Ø Efisiensi dan efektivitas penggunaan pemupukan tercapai.
A.6. Ditanam di Larikan di Sebelah Lubang Tanam
Pemupukan dengan cara ditanam di larikan di sebelah lubang tanam cocok diterapkan pada tanaman semusim.
Pupuk berada didekat tanaman sehingga lebih efisien diserap
tanaman. Pemupukan dapat dilakukan bersamaan saat tanam atau setelah
penanaman.
A.7. Dikocor di Dekat Batang Tanaman (Fertigasi)
Pemupukan dengan cara dikocor di dekat batang tanaman sangat cocok
diterapkan pada tanaman semusim. Pupuk dicampur dengan air kemudian
dikocorkan di dekat batang tanaman.
Kerugian dari cara pemupukan dikocor di dekat batang tanaman adalah :
Ø Pembuatan larutan pupuk harus tepat konsentrasinya. Konsentrasi
larutan yang tinggi apabila mengenai daun tanaman dapat menyebabkan efek
terbakar.
Ø Memerlukan tambahan waktu, biaya dan tenaga untuk pembuatan larutan pupuk.
Ø Frekuensi pemupukan lebih sering sehingga memerlukan tenaga yang intensif.

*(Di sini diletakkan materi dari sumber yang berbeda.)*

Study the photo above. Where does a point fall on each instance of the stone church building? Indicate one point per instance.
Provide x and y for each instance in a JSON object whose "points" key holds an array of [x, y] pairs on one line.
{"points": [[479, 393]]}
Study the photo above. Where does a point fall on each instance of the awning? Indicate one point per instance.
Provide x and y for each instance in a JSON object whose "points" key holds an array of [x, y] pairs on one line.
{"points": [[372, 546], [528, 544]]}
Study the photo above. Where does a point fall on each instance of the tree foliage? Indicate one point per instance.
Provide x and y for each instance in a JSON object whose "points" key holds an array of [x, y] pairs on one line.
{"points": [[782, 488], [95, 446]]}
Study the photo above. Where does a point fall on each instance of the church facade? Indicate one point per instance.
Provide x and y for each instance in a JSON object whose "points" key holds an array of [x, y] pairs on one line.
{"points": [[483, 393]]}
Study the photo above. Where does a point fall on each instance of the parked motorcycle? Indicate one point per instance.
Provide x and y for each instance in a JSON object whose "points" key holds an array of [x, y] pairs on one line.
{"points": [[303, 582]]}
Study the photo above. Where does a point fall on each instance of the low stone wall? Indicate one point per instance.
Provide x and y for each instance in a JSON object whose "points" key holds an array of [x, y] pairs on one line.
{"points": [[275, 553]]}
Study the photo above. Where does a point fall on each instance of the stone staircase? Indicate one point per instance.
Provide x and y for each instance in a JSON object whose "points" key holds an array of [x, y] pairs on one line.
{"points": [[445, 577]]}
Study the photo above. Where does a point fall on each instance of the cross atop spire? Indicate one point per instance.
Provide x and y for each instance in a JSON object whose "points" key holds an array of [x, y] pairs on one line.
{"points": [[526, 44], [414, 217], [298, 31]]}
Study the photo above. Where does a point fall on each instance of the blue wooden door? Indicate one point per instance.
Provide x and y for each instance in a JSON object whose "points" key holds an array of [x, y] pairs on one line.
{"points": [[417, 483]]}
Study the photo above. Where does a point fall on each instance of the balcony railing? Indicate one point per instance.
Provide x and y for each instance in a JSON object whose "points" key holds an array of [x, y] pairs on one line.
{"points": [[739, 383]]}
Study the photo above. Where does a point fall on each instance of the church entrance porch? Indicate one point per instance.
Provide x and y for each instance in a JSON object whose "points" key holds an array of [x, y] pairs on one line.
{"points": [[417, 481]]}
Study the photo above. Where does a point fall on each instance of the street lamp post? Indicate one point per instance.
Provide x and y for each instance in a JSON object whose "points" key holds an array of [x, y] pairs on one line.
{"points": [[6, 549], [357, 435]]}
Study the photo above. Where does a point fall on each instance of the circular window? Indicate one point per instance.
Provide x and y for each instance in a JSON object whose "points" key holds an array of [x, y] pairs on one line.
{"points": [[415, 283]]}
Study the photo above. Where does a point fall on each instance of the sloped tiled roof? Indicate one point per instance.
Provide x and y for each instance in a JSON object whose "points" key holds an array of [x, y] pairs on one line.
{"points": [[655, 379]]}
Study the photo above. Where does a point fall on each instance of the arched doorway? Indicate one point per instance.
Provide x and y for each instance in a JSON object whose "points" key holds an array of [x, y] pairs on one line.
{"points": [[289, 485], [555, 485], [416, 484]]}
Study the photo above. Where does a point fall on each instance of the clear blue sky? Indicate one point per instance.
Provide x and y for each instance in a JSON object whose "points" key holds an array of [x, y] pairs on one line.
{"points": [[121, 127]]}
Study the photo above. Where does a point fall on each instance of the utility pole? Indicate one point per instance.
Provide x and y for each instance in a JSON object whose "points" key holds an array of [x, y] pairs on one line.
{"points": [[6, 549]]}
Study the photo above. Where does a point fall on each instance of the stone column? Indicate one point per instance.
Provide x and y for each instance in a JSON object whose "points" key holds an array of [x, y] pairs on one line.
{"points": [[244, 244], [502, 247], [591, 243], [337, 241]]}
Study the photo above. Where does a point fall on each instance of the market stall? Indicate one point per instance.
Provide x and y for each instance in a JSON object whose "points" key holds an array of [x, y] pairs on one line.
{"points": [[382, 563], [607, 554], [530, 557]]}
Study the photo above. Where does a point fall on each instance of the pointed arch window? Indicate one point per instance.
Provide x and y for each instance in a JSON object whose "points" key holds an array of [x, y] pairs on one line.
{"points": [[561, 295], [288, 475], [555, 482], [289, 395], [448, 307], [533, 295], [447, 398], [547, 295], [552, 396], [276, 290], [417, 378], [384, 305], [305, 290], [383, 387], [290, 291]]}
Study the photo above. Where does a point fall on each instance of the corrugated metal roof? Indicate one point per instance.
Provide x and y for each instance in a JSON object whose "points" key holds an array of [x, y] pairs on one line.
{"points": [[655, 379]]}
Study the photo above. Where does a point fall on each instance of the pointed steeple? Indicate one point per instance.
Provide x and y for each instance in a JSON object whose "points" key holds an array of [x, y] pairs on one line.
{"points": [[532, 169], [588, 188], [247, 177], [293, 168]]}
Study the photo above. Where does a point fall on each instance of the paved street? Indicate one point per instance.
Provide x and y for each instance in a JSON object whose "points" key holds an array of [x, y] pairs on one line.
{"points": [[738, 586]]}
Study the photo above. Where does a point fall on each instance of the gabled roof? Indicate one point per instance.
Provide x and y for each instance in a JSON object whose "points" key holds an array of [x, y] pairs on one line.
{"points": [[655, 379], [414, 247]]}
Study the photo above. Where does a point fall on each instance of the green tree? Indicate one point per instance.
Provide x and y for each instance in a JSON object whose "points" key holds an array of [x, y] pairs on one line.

Keuntungan dari cara pemupukan dikocor di dekat batang tanaman adalah :
Ø Pupuk dapat langsung diserap oleh tanaman sehingga efisiensi dan efektivitas penggunaan pemupukan tercapai.

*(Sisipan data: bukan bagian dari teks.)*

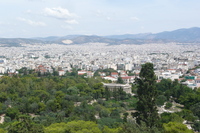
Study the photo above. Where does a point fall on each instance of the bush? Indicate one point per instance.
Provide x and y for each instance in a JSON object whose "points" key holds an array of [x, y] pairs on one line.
{"points": [[168, 105]]}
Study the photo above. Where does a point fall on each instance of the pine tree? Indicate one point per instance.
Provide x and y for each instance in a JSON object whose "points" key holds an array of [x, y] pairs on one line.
{"points": [[147, 93]]}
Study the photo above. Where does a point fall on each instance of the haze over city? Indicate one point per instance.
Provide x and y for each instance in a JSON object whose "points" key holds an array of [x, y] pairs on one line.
{"points": [[42, 18]]}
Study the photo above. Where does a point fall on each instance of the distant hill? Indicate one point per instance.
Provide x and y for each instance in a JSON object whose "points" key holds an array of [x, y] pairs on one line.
{"points": [[191, 35]]}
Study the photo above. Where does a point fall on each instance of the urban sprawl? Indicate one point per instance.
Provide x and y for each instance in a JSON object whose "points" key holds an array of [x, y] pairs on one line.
{"points": [[171, 60]]}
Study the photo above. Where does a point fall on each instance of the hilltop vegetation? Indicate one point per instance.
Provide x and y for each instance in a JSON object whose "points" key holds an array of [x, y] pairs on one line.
{"points": [[72, 103]]}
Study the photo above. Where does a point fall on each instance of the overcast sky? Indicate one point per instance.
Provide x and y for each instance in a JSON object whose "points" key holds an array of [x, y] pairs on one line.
{"points": [[42, 18]]}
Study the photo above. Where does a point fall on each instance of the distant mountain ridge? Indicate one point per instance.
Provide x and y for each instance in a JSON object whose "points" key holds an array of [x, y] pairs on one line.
{"points": [[191, 35]]}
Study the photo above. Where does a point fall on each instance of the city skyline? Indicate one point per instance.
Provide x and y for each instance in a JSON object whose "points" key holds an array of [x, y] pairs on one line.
{"points": [[42, 18]]}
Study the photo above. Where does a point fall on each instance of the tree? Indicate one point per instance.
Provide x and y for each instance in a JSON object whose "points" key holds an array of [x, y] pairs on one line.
{"points": [[147, 94], [25, 125], [73, 127], [120, 80], [175, 127]]}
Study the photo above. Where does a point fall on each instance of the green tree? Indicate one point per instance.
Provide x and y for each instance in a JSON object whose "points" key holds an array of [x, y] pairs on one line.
{"points": [[168, 105], [73, 127], [107, 93], [175, 127], [147, 94], [120, 80], [25, 125]]}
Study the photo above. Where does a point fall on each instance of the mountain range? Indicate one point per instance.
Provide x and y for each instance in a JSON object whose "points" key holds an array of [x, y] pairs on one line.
{"points": [[191, 35]]}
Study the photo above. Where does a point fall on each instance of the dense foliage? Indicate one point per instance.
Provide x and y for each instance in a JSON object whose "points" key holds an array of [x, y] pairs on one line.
{"points": [[72, 103]]}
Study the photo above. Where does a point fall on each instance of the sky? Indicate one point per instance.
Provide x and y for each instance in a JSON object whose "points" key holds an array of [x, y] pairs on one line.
{"points": [[43, 18]]}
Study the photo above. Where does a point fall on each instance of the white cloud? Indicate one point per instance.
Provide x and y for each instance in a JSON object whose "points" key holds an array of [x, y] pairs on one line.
{"points": [[33, 23], [135, 18], [59, 12], [108, 18], [66, 27], [73, 21]]}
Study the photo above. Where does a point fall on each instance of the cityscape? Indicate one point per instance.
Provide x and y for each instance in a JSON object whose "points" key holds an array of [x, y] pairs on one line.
{"points": [[74, 66]]}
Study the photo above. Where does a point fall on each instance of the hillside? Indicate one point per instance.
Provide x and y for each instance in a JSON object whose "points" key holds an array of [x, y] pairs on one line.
{"points": [[191, 35]]}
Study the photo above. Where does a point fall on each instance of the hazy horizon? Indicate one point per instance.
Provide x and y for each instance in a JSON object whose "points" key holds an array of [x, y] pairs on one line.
{"points": [[42, 18]]}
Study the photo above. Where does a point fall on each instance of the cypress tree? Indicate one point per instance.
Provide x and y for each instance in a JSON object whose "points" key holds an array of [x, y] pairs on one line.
{"points": [[147, 93]]}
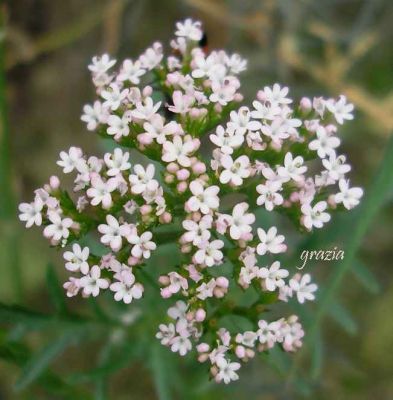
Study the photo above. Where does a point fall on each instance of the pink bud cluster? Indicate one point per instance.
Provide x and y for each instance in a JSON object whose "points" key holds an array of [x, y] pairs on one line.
{"points": [[276, 154]]}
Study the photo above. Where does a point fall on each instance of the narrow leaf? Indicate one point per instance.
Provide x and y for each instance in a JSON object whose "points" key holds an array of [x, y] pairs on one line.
{"points": [[56, 292], [366, 277], [160, 372], [41, 361], [342, 316]]}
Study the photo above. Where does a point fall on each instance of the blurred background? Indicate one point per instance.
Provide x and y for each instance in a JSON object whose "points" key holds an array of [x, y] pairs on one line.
{"points": [[324, 47]]}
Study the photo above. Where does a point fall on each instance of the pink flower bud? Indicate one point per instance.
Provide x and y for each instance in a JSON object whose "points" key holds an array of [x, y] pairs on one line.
{"points": [[203, 357], [194, 113], [164, 280], [196, 216], [172, 167], [185, 249], [166, 293], [169, 178], [147, 91], [166, 218], [222, 282], [182, 187], [202, 112], [332, 202], [190, 316], [144, 139], [133, 261], [199, 168], [183, 174], [238, 97], [305, 104], [172, 79], [200, 315], [197, 143], [54, 182], [203, 348], [240, 351], [145, 209], [261, 96], [250, 353]]}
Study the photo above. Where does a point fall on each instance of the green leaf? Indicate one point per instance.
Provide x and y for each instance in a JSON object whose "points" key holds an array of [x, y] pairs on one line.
{"points": [[38, 364], [56, 292], [361, 220], [18, 314], [342, 316], [366, 277], [317, 357], [160, 370]]}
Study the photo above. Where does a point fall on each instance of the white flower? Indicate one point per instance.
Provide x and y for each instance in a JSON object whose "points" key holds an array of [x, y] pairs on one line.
{"points": [[315, 215], [225, 140], [142, 180], [293, 168], [181, 345], [59, 227], [340, 109], [72, 286], [336, 166], [94, 115], [92, 283], [142, 244], [277, 130], [114, 97], [189, 29], [100, 65], [151, 57], [303, 288], [178, 311], [240, 122], [145, 110], [273, 276], [197, 232], [264, 111], [118, 127], [268, 332], [71, 160], [182, 103], [179, 151], [77, 259], [240, 222], [236, 64], [100, 191], [222, 94], [113, 232], [226, 370], [155, 129], [117, 162], [324, 144], [350, 197], [126, 289], [247, 338], [205, 290], [275, 95], [270, 242], [31, 212], [177, 282], [203, 199], [166, 333], [210, 253], [131, 71], [269, 195], [234, 171]]}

A.8. Dicampurkan dengan Tanah Penutup Lubang Tanam
Pupuk dicampur dengan tanah penutup lubang tanam dilakukan untuk
pemupukan dasar, misalnya bibit sawit sebelum ditanam biasanya lubang
tanam diberi pupuk dasar TSP atau Rock Phosphate.
8.3. APLIKASI PUPUK CAIR
Aplikasi pupuk cair dilakukan dengan cara disemprotkan ke daun
atau disiramkan langsung ke perakaran tanaman. Hal yang perlu
diperhatikan dalam aplikasi pupuk cair adalah :
Pada saat pengenceran pupuk cair, dapat ditambahkan bahan perekat, hormon, insektisida atau bahan pembantu lain.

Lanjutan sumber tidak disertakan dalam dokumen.